A big thank you to all who contribute to TOD for your time and effort. I am a follower of TOD on a daily basis.........it is a sort of guiding light.

I'm a believer

R Jerome from Phoenix

when you're left with the protein feed for livestock.

Don't forget you can get a fungal bloom and the release of sprouting inhibitors if you use the DDG and a herbicide.

http://www.communitysolution.org/04conf/af1.html

So the dry distillers' grains is a pre-emergent herbicide, in other words it stops weed seeds from sprouting. As soon as they sprout, they die. That's because what I've done by putting this stuff in the soil is I've fed seed-eating fungi and bacteria.

Andy,

So if there's plenty of corn product left after stripping out the alcohol, then why are the livestock feeders freaking out about the shortage of corn?

Why has the price of feed even gone up for them?

Corn gluten is a poor food additive for cattle. Perhaps it can be useful for poultry in small quantities, but the price of DDG has gone down since the rise of ethanol. Perhaps McDonald's will invent a burger-like substance from DDGs which can be deep fried, sweetened and salted, then sold to obese human beings.

As a midwestern pork producer faced head on with a doubling of corn price in six months, I can tell you that there will be reduced meat protein in grocery stores. One 56# bushel of corn yeilds 17# of dry distillers grains. Pigs and chickens can effectively utilize small quantities of DDGS in the diet (about 10-20%). Beef can and are using 40-50%, and can theoretically utilize 100%. before the ethanol boom DDGS delivered was about $200/ton, today it's about $140. Another consideration is the plants eventual use of distillers grain to fuel the plant.

http://www.physorg.com/news78508751.html

The technology involves partial combustion of biomass – that could include corn stalks, distillers grains, waste wood or other biorenewables – to produce a mixture of hydrogen, carbon monoxide, methane and other flammable gases.
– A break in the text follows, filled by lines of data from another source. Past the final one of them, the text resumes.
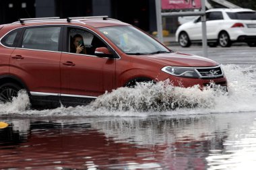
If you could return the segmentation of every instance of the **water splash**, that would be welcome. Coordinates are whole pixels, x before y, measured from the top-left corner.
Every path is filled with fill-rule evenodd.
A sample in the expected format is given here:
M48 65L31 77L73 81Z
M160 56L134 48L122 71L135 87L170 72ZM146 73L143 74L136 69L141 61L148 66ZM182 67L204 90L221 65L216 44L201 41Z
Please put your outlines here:
M101 95L92 103L93 108L110 111L162 112L177 108L212 108L214 97L224 95L220 88L198 85L189 88L174 87L169 80L153 83L141 83L134 88L121 87Z

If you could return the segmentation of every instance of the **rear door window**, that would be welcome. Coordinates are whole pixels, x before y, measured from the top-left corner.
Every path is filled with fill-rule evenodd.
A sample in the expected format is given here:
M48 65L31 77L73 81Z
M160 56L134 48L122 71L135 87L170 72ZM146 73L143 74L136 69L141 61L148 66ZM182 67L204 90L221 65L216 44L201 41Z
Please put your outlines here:
M227 12L231 19L256 20L256 12Z
M22 48L58 51L61 27L40 27L26 29Z
M5 35L2 40L1 40L1 43L8 47L15 47L18 42L18 35L21 32L21 29L17 29L13 30Z

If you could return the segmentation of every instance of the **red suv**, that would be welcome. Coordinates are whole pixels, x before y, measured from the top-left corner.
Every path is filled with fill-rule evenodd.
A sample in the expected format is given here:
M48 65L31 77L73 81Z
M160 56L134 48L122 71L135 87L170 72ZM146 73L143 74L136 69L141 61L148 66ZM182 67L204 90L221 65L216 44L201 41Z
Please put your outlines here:
M106 91L168 79L185 87L227 85L216 62L172 51L106 16L20 19L0 26L3 102L25 89L32 105L81 104Z

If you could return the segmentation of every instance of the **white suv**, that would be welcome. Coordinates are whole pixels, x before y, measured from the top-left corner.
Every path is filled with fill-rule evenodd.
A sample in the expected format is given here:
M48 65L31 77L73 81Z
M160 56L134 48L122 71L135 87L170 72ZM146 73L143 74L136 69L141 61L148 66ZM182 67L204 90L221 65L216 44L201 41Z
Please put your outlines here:
M230 46L232 42L247 42L256 46L256 11L249 9L212 9L206 11L207 38L210 46L220 44ZM182 24L176 32L176 41L183 47L191 42L201 42L201 22L199 17L194 21Z

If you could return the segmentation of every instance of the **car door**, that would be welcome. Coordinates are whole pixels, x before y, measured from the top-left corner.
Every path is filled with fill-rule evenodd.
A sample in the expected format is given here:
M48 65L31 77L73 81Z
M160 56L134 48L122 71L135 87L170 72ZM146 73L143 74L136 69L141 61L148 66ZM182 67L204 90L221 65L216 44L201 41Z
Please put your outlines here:
M32 95L59 97L61 30L59 26L27 27L11 55L10 74L22 79Z
M1 39L1 44L5 48L1 48L0 49L0 76L9 74L10 56L17 46L17 42L22 31L22 28L15 29L5 35Z
M81 28L67 26L65 32L65 50L61 58L61 100L94 99L113 89L115 60L94 54L96 48L106 47L106 43L96 34ZM72 50L77 34L83 38L86 54Z

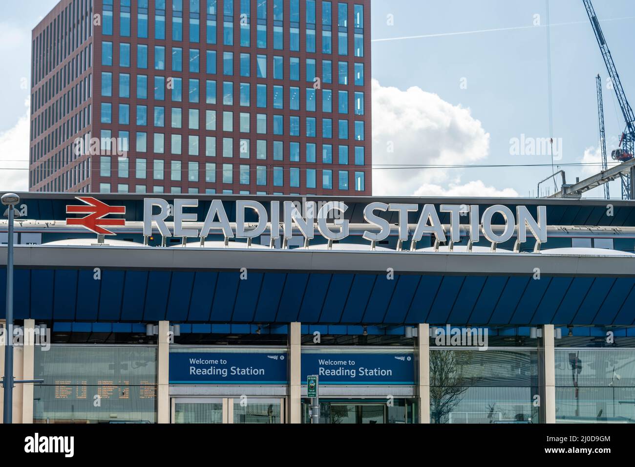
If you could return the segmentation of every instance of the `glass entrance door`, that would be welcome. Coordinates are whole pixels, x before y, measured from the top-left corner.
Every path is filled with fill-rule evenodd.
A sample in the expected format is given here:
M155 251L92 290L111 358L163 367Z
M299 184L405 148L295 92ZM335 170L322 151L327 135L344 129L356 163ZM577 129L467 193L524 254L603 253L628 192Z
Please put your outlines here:
M284 399L173 397L172 423L282 423Z
M331 403L331 423L385 423L385 404Z
M202 397L173 398L173 423L223 423L223 400Z

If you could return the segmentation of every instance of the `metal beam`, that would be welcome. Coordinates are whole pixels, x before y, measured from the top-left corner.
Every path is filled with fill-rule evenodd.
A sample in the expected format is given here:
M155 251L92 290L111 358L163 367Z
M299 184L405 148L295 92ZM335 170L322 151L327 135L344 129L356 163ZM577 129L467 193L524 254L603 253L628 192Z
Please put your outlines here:
M623 162L619 165L603 170L587 179L573 185L563 185L563 189L547 198L581 198L585 191L593 189L608 182L619 178L622 175L628 175L635 168L635 159Z

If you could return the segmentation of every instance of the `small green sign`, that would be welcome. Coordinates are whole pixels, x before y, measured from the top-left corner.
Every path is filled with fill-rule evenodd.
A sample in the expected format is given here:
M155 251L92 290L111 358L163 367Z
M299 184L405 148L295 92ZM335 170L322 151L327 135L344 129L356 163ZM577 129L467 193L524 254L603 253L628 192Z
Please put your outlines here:
M307 396L318 397L318 377L307 377Z

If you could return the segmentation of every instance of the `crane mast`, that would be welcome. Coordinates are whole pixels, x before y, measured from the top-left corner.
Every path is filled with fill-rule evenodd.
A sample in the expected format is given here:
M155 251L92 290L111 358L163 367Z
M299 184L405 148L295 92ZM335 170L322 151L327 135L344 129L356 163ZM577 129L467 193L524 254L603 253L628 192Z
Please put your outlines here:
M608 161L606 160L606 139L604 132L604 104L602 102L602 78L599 73L596 77L596 87L598 91L598 123L599 125L599 147L602 154L602 171L608 168ZM604 184L604 198L610 200L608 184Z
M599 25L599 22L596 15L595 10L591 0L582 0L584 7L586 8L587 15L591 21L591 26L593 27L593 32L595 34L596 40L599 46L600 51L602 53L602 58L604 59L605 65L606 66L606 71L608 72L609 78L617 96L617 100L622 111L622 114L624 118L626 127L620 140L620 148L614 149L611 152L611 157L620 162L625 162L633 158L635 154L635 114L626 98L624 87L622 86L622 81L620 80L620 76L615 67L615 64L613 61L613 57L611 55L611 51L609 50L608 45L605 39L604 34L602 32L602 28ZM622 179L622 198L623 200L632 200L635 198L635 193L633 193L632 178L635 175L635 170L631 169L629 173L621 174Z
The resulting mixture is known as producer gas and it can replace natural gas in an ethanol plant's heaters. The producer gas can also be upgraded to what's known as syngas, a mixture that can be converted into high-value transportation fuels, alcohols, hydrogen, ammonia and other chemicals.

Producer gas is made by injecting biomass into a fluidized bed gasifier, a thermal system that pumps air up through a bed of hot sand, creating bubbles and a sand-air pseudo fluid. A reaction between the biomass and the hot sand-air mixture produces flammable gases. The process also generates its own heat to sustain the reaction. It's a system that's reliable, produces few emissions and can be efficiently integrated into a plant's existing natural gas boilers and dryers.
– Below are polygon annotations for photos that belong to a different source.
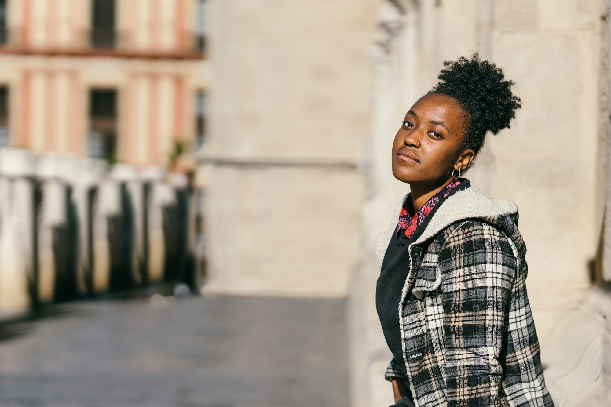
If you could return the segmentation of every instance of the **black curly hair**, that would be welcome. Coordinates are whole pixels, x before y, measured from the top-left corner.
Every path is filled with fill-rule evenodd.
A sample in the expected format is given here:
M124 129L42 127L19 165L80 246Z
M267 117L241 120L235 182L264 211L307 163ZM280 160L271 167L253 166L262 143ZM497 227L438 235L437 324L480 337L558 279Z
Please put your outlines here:
M444 66L437 77L439 82L426 95L447 95L462 106L467 124L459 151L472 148L477 156L488 130L496 134L511 127L510 122L522 107L522 100L511 92L513 81L505 80L503 70L494 64L480 61L479 53L470 60L461 56L455 61L444 61ZM475 158L463 172L474 161Z

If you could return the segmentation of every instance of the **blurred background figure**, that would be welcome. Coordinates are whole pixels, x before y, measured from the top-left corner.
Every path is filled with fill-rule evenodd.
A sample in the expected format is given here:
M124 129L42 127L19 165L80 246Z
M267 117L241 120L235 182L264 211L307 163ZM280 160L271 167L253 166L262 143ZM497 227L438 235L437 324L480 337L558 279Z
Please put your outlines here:
M29 341L0 331L0 369L19 384L71 366L93 378L73 400L125 405L141 389L163 405L392 404L374 244L407 192L391 144L443 61L478 51L522 108L469 178L519 207L557 406L611 405L609 9L0 0L0 319L150 297L73 302ZM81 331L95 350L73 353Z

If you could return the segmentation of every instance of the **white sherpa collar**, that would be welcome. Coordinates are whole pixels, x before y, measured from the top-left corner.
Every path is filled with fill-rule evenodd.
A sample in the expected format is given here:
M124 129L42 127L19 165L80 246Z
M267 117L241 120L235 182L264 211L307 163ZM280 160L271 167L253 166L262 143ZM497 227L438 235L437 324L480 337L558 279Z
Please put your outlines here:
M380 232L376 238L376 254L380 267L382 266L382 260L386 252L389 241L399 221L401 207L408 194L405 194L395 208L390 226L386 230ZM491 198L477 186L460 189L447 197L433 214L433 218L422 234L411 243L410 246L424 241L454 222L462 219L511 215L517 211L518 205L513 201Z

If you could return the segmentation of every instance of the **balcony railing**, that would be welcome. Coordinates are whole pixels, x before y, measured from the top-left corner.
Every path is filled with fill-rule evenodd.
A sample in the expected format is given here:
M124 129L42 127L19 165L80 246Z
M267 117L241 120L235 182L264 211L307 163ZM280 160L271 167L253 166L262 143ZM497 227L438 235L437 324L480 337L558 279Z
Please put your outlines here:
M205 57L206 38L199 34L176 35L172 47L143 46L133 32L91 29L81 31L64 45L38 45L20 29L0 28L0 53L110 56L126 58L199 59Z

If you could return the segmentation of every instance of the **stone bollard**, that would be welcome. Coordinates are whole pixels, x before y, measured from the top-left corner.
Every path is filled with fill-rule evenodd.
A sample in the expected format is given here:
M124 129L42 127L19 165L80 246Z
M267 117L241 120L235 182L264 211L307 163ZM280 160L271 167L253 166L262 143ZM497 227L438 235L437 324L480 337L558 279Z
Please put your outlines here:
M79 245L76 209L68 178L74 172L70 157L41 155L37 163L41 203L38 230L38 299L42 304L84 294L77 273Z
M74 171L70 180L72 185L70 200L77 214L79 243L76 279L82 295L104 293L109 287L107 219L95 215L97 186L106 172L107 165L103 160L74 160Z
M35 297L33 158L0 150L0 320L21 316Z
M145 168L142 179L147 182L147 252L148 282L164 280L166 254L166 235L164 230L164 212L176 203L170 186L165 183L167 174L159 167Z

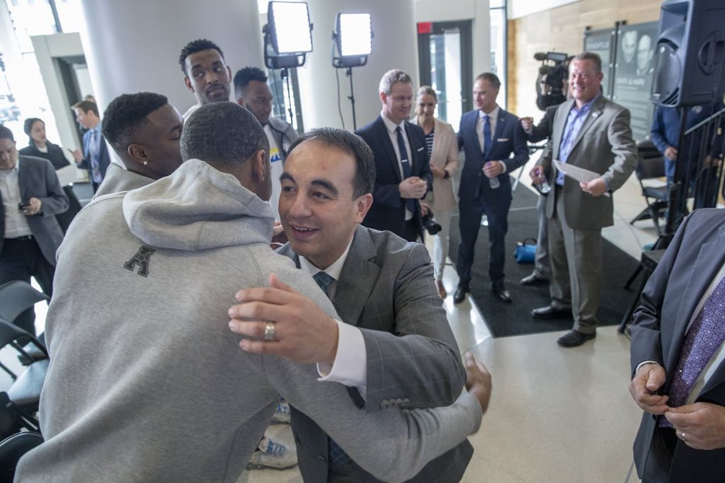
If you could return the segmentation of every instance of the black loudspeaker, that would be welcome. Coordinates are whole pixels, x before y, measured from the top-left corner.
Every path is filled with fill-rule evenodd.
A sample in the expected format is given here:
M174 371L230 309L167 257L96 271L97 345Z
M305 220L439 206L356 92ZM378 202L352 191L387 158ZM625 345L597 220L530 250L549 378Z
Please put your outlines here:
M665 0L655 54L652 100L706 104L725 90L725 0Z

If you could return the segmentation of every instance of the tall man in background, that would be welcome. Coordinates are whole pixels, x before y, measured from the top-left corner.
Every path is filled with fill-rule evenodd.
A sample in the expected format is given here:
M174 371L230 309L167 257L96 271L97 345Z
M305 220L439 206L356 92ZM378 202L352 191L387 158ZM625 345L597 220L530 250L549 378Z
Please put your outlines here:
M0 125L0 285L30 282L34 277L53 295L55 252L63 232L55 217L68 209L53 165L46 159L20 156L12 132ZM35 335L35 312L28 308L14 323ZM9 322L13 321L9 320Z
M231 69L216 43L206 38L191 41L181 49L179 65L186 88L196 98L196 104L183 113L184 121L204 104L229 100Z
M584 52L569 65L572 99L560 104L554 130L541 159L531 171L534 182L548 180L547 198L551 303L531 316L550 319L562 314L574 318L571 330L557 341L580 345L597 335L602 278L602 228L614 223L612 198L637 167L637 145L629 111L601 93L602 59ZM557 169L554 160L602 175L579 182Z
M418 201L433 189L426 135L407 122L413 106L413 81L402 70L389 70L378 91L383 104L376 119L357 130L375 156L373 206L362 224L389 230L408 241L423 240Z
M476 109L463 114L458 129L458 147L465 154L458 188L458 287L453 301L459 303L470 291L471 269L481 217L489 221L489 277L494 296L511 302L504 284L504 238L508 230L511 183L508 173L529 160L529 148L518 118L496 104L501 81L484 72L473 83ZM513 157L510 158L513 154Z
M287 158L289 146L297 138L297 132L283 119L272 116L272 90L267 84L267 75L257 67L244 67L234 75L234 95L236 103L249 109L265 128L270 142L270 162L272 163L272 196L270 204L275 219L279 219L279 177Z
M90 101L81 101L73 104L73 110L75 111L75 120L88 130L83 133L83 153L79 149L70 153L75 159L75 165L88 170L88 180L93 185L94 193L96 193L111 164L111 157L108 155L108 149L101 133L101 116L98 106Z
A plants distillers grains will supposedly supply >100% of it's energy needs.

I've heard the economics of this are favorable, perhaps someone knows more about this than I.
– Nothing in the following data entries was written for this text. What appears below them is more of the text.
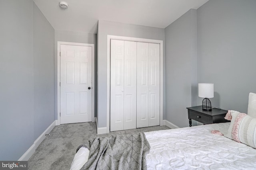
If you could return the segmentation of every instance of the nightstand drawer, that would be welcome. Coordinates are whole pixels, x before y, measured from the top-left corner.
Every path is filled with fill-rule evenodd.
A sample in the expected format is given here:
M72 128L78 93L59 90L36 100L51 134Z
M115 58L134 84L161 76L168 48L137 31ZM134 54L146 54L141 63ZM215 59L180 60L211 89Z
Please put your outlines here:
M210 124L210 117L193 111L190 111L190 119L205 124Z

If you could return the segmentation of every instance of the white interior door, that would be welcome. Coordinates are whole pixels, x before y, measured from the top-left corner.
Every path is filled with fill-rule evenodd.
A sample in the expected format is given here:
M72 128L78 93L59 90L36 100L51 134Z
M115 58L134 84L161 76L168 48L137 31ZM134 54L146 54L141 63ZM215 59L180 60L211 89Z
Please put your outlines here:
M111 40L110 131L136 128L136 44Z
M124 41L110 42L110 131L124 129Z
M124 41L124 130L136 128L136 43Z
M148 126L148 43L137 43L137 128Z
M160 125L160 45L148 44L148 126Z
M61 45L60 51L60 124L91 121L92 47Z

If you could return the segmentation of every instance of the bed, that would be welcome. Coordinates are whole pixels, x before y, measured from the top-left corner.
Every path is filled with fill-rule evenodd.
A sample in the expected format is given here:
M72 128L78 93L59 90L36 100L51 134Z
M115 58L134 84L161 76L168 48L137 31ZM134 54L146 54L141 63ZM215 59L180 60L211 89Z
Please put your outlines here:
M252 108L250 109L250 111L252 113L250 115L255 117L256 94L254 98L254 103L250 105L249 97L249 106ZM249 110L248 107L248 113ZM230 115L231 122L145 132L145 135L150 146L146 158L147 169L256 169L256 118L243 115L244 119L242 117L241 119L242 114L244 113L233 111L230 113L231 113ZM252 140L250 143L245 142L242 139L245 133L242 133L241 136L239 136L239 134L236 134L238 135L238 138L232 139L234 140L228 136L230 129L234 130L236 125L239 127L236 119L239 116L240 125L242 126L240 127L251 127L246 129L252 134L248 137ZM250 120L250 126L246 123L247 119ZM246 123L245 125L242 125L244 123ZM235 131L237 132L238 129L238 132L244 131L243 129L237 129ZM218 131L219 134L213 134L213 130ZM232 136L234 138L234 135ZM80 148L75 156L71 169L80 169L87 161L88 154L88 149Z

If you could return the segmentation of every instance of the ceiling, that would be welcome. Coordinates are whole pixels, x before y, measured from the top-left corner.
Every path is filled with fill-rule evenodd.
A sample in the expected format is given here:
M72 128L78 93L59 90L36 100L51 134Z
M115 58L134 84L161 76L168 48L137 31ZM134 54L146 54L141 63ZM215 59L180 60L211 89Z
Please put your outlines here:
M33 0L55 29L96 33L98 20L164 28L209 0Z

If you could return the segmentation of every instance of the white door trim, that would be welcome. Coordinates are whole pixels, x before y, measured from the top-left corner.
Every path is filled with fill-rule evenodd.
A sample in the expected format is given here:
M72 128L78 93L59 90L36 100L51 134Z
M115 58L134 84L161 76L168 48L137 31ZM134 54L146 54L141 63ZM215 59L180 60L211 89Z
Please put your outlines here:
M160 44L160 125L163 125L163 104L164 101L163 42L162 40L108 35L107 40L107 133L110 132L110 39Z
M94 86L94 45L84 43L72 43L69 42L57 42L57 125L60 125L60 45L79 45L92 47L92 121L95 121L94 119L94 92L96 87Z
You're not the only one to figure out the ag-subsidy angle.

It makes plenty sense to effectively strip the sugars from corn production to make ethanol when you're left with the protein feed for livestock.

The problem with your analysis is that, at 51¢/gallon subsidy and an EROEI of 1.3 at best (and perhaps as low as RR's calculated 1.09), each gallon-equivalent of new energy is receiving at least $2.21 (1.3:1) and possibly as much as $6.18 (1.09:1) in subsidy.

There are a lot of ways to save petroleum at far lower cost than even the lowest estimate.  Ethanol subsidies are money down a rathole.

1.3 * ethanol in = ethanol out
1.3 * 3.33 = 4.33
and observe that ethanol out - ethanol in = 1

If 4.33 gallons are produced and there are no other energy inputs or outputs, 3.33 gallons is used to produce the ethanol and only 1 gallon is aviable for something useful. I assume that some of the wasteproducts could be used to something useful but this must be really bad anyway.